Installation collars ensure the installation process of a gas fire pit pan is as simple as possible. Providing stable support for your fire pit pan, they either anchor themselves to the stonework or are mortared into place to allow for a quick drop-in installation of a pan.
Installation collars are extremely flexible, and you can mold them into whatever size or shape is required. They bend perfectly for round enclosures and only require concrete screws to be anchored perfectly into place.
Fire media are the materials used to fill up your gas fire pit burner and allow it to operate correctly and safely. Available in a variety of choices, from tumbled lava rock, fire glass, and authentic log sets, fire media is the final step to completing your DIY gas fire pit.
It is recommended that you use a maximum of 2” to 4” of fire media. This amount will cover your burner and pan, allowing for a substantial fire when you get your pit going.

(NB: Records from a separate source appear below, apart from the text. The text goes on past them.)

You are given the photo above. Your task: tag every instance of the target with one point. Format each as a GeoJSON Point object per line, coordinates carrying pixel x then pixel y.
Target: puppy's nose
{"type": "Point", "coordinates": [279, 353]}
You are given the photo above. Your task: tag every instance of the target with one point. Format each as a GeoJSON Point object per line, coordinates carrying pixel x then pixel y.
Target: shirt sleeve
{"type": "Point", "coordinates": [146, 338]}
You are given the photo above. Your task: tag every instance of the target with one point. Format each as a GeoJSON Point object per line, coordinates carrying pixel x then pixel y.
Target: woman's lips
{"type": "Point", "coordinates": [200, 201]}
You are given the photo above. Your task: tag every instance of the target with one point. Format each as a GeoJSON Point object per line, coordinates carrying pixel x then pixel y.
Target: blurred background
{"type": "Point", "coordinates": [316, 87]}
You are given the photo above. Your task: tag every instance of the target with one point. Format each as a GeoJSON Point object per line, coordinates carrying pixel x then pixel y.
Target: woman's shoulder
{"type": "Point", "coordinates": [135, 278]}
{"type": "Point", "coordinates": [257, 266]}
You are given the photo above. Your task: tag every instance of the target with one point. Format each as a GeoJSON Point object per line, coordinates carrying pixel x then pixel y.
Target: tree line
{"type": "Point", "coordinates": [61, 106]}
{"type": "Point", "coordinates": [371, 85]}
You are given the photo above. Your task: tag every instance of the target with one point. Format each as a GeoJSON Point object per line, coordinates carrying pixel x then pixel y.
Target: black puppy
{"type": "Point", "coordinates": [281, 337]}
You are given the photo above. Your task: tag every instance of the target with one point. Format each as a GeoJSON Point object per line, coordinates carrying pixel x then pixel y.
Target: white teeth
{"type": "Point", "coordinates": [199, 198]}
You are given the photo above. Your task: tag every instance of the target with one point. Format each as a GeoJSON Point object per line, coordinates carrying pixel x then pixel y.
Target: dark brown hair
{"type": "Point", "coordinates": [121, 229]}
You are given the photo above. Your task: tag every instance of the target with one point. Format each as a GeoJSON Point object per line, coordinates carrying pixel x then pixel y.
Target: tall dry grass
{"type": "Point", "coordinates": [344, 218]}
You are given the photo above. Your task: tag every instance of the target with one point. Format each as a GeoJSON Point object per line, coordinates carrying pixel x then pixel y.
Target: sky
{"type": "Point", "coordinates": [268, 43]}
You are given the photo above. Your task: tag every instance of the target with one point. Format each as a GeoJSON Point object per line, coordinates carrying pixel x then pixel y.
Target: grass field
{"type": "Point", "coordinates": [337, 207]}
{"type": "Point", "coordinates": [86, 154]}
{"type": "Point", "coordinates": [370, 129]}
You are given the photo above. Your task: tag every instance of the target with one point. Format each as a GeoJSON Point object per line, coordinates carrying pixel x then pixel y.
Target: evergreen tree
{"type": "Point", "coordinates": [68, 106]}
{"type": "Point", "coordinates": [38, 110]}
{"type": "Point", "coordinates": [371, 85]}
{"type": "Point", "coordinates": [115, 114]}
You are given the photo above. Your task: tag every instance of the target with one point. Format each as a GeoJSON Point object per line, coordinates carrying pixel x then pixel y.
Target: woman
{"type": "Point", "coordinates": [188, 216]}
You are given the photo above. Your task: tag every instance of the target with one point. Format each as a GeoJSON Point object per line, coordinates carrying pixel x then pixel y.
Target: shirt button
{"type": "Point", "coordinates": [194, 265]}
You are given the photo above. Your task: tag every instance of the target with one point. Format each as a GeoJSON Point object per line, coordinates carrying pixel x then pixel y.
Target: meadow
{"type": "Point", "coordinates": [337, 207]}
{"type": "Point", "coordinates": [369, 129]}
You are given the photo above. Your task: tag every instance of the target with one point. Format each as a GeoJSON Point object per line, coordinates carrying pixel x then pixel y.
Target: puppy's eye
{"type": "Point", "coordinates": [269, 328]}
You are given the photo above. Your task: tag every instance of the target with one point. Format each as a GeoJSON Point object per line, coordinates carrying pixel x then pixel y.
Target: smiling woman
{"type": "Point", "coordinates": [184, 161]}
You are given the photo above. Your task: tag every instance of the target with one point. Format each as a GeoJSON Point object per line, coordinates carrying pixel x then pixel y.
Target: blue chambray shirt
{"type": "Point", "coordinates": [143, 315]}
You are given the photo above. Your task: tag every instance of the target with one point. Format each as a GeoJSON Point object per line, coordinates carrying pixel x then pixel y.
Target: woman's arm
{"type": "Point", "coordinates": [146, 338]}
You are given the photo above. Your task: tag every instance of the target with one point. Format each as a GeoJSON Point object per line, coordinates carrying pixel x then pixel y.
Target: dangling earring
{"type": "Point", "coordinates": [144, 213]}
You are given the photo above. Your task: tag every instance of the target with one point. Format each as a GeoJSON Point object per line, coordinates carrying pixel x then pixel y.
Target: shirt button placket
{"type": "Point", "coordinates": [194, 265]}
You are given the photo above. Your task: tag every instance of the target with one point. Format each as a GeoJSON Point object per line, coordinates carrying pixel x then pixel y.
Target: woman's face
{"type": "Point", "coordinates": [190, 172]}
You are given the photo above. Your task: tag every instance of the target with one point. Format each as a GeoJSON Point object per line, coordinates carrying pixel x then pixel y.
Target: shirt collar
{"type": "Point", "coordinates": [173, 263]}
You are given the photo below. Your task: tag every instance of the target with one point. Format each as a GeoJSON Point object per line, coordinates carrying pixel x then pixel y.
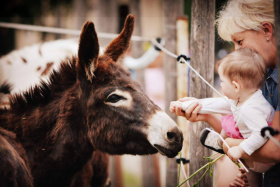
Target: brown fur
{"type": "Point", "coordinates": [51, 131]}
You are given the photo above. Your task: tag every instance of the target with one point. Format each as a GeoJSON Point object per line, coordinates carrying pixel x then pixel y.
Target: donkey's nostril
{"type": "Point", "coordinates": [171, 135]}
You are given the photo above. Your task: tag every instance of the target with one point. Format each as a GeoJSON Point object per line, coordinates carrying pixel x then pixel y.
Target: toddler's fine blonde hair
{"type": "Point", "coordinates": [240, 15]}
{"type": "Point", "coordinates": [246, 65]}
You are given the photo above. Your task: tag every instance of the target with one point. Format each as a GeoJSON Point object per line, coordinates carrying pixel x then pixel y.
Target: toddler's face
{"type": "Point", "coordinates": [227, 86]}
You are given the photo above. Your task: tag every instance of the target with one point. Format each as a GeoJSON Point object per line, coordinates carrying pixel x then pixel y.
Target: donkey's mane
{"type": "Point", "coordinates": [44, 92]}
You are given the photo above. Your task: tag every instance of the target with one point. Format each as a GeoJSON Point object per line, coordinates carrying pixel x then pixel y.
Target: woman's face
{"type": "Point", "coordinates": [257, 40]}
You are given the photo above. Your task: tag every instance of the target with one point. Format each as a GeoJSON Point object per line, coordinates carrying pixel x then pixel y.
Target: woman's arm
{"type": "Point", "coordinates": [270, 152]}
{"type": "Point", "coordinates": [191, 113]}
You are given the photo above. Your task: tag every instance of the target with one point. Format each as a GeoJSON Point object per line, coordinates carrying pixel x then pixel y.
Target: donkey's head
{"type": "Point", "coordinates": [120, 117]}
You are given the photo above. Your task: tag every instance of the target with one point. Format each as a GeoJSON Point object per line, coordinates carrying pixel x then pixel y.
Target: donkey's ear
{"type": "Point", "coordinates": [120, 44]}
{"type": "Point", "coordinates": [88, 51]}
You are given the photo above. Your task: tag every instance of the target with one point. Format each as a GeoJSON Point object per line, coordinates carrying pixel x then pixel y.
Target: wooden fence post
{"type": "Point", "coordinates": [202, 59]}
{"type": "Point", "coordinates": [182, 41]}
{"type": "Point", "coordinates": [172, 10]}
{"type": "Point", "coordinates": [277, 36]}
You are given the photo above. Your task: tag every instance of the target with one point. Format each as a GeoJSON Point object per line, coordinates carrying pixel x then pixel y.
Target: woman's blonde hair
{"type": "Point", "coordinates": [246, 65]}
{"type": "Point", "coordinates": [240, 15]}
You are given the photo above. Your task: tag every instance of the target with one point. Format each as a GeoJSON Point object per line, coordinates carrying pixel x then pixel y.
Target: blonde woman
{"type": "Point", "coordinates": [250, 24]}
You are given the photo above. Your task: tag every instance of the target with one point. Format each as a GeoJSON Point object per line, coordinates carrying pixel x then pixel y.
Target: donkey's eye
{"type": "Point", "coordinates": [114, 98]}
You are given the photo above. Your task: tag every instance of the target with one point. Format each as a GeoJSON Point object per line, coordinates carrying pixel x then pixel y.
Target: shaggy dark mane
{"type": "Point", "coordinates": [43, 93]}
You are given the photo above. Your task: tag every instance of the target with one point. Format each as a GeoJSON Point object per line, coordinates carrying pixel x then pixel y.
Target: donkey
{"type": "Point", "coordinates": [91, 103]}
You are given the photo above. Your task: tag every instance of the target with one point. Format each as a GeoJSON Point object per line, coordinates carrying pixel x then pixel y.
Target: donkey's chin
{"type": "Point", "coordinates": [167, 152]}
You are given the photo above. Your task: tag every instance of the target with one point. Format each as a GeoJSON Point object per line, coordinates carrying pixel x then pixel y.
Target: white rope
{"type": "Point", "coordinates": [62, 31]}
{"type": "Point", "coordinates": [108, 35]}
{"type": "Point", "coordinates": [227, 146]}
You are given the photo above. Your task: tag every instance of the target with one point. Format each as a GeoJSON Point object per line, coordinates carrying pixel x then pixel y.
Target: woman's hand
{"type": "Point", "coordinates": [235, 153]}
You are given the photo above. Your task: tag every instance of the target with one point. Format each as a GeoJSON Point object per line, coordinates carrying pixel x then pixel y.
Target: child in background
{"type": "Point", "coordinates": [242, 74]}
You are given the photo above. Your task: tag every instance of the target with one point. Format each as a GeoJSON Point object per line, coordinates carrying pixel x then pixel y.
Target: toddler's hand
{"type": "Point", "coordinates": [235, 153]}
{"type": "Point", "coordinates": [175, 106]}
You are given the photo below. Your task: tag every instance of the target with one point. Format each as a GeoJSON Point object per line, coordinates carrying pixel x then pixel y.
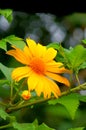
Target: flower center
{"type": "Point", "coordinates": [37, 65]}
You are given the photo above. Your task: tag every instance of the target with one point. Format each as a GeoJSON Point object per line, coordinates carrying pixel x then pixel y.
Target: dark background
{"type": "Point", "coordinates": [57, 7]}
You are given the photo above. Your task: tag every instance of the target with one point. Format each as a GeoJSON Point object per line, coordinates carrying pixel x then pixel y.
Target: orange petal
{"type": "Point", "coordinates": [58, 78]}
{"type": "Point", "coordinates": [21, 72]}
{"type": "Point", "coordinates": [18, 55]}
{"type": "Point", "coordinates": [50, 54]}
{"type": "Point", "coordinates": [32, 45]}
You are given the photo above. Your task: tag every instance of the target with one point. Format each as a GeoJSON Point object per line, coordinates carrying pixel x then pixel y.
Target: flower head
{"type": "Point", "coordinates": [41, 70]}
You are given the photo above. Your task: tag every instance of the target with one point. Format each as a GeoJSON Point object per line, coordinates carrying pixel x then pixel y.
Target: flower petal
{"type": "Point", "coordinates": [32, 81]}
{"type": "Point", "coordinates": [47, 87]}
{"type": "Point", "coordinates": [32, 45]}
{"type": "Point", "coordinates": [58, 78]}
{"type": "Point", "coordinates": [50, 54]}
{"type": "Point", "coordinates": [19, 55]}
{"type": "Point", "coordinates": [21, 72]}
{"type": "Point", "coordinates": [27, 52]}
{"type": "Point", "coordinates": [51, 87]}
{"type": "Point", "coordinates": [40, 50]}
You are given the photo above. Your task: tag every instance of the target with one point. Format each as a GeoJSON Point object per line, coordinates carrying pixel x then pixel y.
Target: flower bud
{"type": "Point", "coordinates": [26, 95]}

It doesn’t matter what type of fire pit media you choose. One fire media is not better than another; it’s purely up to what kind of aesthetic you want. For a more traditional vibe, why not opt for log sets? When you light your fire pit, you’ll be instantly hit by the delicious smell of burning wood – a perfect addition to sitting around your fire pit on a hot summer evening.
Alternatively, if you prefer a more modern look, choose a tempered glass to give your DIY gas fire pit a futuristic feel. The fire media you choose will ultimately dictate the final look and feel of your fire pit.
Once you’ve made the tough decisions about media, materials, gas supply, and ventilation, you can begin constructing your DIY gas fire pit with confidence. Choose the dimensions and shape you want for your outside space, and get ready to enjoy long, relaxing evenings with friends and family.